でも、裏目どころか、徹底的に裏切られてしまった。
彼らがいまでも信用しているらしい小沢一郎にしても、相変わらず、「政治の理想は権力をとってから」で政局政局ですべてを矮小化してしまっている。
苦しくて、どこにも希望がなくて、日本人は気が狂いそうなほど追い詰められていると思う。
極右を選択したという意識はないのではないだろーか。
日本という国はご承知のとおり中国化を食い止めることが国の文明のアイデンティティのおおきな部分をなしている。
薄い壁いちまいをいっぱいにひろげた両腕で支えて、つまさきだちで中国大陸からの圧力をこらえてきたのが日本の歴史だった。
だから、もうそういう歴史は生理化していて、尖閣諸島への反応はいま生きている日本人だけの反応ではなくて、もうずっとむかしに死んで言語のなかに潜んでいる先祖たちの魂の反応でもあるのではないだろーか。

最後のところで、おっちゃんは声に出して笑うと、「ガメらしい」とつぶやいて、そろそろヨーロッパにもどってきたまえ、と、(おおきなお世話だが)とーちゃんと同じことをゆって電話が切れた。

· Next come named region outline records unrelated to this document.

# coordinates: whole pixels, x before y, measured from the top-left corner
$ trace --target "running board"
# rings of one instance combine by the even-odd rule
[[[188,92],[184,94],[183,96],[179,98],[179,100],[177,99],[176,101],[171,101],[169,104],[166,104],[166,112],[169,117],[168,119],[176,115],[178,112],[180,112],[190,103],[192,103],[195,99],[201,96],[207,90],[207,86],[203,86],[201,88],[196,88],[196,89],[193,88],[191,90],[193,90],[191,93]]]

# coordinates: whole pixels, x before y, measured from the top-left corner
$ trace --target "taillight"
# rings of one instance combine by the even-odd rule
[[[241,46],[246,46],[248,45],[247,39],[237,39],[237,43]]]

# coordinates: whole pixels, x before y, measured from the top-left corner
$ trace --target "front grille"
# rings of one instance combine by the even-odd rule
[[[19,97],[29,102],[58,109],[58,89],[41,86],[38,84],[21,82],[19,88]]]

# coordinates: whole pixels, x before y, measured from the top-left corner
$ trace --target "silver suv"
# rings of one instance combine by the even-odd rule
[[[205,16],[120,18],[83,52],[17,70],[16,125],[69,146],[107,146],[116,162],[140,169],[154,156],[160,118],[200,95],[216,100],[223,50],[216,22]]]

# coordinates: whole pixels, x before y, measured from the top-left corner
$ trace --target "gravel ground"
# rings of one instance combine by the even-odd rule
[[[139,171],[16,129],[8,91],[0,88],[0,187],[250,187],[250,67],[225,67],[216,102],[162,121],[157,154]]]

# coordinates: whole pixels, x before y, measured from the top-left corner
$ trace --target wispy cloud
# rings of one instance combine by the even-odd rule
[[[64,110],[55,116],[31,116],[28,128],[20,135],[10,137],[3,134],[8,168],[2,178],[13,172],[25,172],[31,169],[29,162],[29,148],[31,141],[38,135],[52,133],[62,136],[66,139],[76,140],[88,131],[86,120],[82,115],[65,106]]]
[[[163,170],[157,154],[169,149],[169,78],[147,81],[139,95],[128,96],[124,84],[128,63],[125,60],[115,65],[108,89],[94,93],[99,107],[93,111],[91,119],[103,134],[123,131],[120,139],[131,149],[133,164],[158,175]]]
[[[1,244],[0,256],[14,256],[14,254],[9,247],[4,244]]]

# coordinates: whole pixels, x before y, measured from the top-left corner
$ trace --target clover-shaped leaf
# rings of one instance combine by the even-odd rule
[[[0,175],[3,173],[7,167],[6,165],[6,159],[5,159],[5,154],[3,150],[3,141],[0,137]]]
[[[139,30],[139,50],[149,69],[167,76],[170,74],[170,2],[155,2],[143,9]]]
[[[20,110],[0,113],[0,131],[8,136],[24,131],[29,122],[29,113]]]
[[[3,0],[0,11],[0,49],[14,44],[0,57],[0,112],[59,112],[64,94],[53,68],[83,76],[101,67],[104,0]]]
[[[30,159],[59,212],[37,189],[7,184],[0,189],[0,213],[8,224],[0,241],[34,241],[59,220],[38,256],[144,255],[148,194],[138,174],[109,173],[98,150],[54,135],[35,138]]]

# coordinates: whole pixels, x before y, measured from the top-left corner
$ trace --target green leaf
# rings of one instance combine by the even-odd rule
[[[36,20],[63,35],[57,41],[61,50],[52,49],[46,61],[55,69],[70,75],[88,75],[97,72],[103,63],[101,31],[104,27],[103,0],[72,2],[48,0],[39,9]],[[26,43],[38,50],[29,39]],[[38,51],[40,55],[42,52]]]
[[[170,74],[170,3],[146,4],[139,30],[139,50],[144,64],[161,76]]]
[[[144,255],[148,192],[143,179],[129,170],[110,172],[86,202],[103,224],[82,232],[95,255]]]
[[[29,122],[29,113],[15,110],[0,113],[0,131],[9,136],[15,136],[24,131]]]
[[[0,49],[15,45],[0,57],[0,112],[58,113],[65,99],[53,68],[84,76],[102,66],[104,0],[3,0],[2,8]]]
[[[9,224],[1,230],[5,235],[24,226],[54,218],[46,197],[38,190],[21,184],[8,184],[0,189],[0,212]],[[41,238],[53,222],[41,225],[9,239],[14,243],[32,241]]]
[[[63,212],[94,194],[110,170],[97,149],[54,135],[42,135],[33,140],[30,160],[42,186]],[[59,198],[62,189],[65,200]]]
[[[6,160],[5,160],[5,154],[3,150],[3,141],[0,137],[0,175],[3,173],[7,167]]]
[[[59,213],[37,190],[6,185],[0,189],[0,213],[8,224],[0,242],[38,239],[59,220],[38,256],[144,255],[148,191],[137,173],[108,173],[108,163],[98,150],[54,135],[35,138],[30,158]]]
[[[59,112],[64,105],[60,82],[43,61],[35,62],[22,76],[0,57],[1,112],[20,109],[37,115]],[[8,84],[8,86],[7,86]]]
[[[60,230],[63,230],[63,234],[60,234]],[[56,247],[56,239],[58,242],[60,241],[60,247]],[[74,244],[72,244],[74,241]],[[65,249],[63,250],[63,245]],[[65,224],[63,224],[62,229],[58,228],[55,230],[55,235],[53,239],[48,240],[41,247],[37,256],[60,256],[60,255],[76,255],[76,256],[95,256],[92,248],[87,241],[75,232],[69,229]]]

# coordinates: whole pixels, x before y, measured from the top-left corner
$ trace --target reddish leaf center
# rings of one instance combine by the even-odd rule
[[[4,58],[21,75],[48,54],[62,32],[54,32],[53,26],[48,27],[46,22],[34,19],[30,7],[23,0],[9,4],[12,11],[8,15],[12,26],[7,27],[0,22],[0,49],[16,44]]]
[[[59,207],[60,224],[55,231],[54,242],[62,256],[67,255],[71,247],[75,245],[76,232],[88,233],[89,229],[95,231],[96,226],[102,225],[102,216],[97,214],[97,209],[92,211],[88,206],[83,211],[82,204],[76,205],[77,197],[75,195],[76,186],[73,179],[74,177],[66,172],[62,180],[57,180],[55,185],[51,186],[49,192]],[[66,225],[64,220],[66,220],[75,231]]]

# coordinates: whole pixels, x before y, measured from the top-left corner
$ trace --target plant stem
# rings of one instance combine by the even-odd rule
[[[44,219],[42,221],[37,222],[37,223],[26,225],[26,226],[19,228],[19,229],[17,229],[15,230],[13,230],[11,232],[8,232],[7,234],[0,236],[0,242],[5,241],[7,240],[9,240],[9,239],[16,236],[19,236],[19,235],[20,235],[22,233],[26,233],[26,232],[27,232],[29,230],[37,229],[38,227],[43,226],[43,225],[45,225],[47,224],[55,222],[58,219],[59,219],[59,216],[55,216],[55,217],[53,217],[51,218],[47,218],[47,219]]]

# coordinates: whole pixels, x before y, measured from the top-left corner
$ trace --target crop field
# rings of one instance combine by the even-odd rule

現実ではないが、わしは、最近、多分日本にもう行かなくなったせいで、日本が好きなのではないか、と思うことがある。
天神山のトンネルを抜けると一面に広がって、風につれて、ゆっくりと黄金色の波がわたってゆく稲穂の海や、やはり「眩しい」と表現したくなる金色の滝のような音をたてて落ちる議事堂前の銀杏並木の落葉、低い灰色の空がひろがって、吐く息が白くなる繊細な冬の東京の大気、朝日に燦然と輝く、樹木ごとクリスタルになったような冬の軽井沢の森、なによりも、なんだか照れくさそうに曖昧に笑って、子供のようにおおきなお辞儀をする店員の若い女びとたちや、自分の職業への誇りと矜恃で背筋がすっとのびている真珠店のじーちゃんたち、わしが思い出す日本は「極右」の日本ではなく、孤独な文明が2000年のときをこえて生き延びてたどりついた西洋人には見えにくい洗練であると思う。
そうして洗練というものは手のひらのなかの雪のように、あえかに壊れてしまうものである。

ひとりひとりの日本のひとが幸福をとりもどすことを祈ります。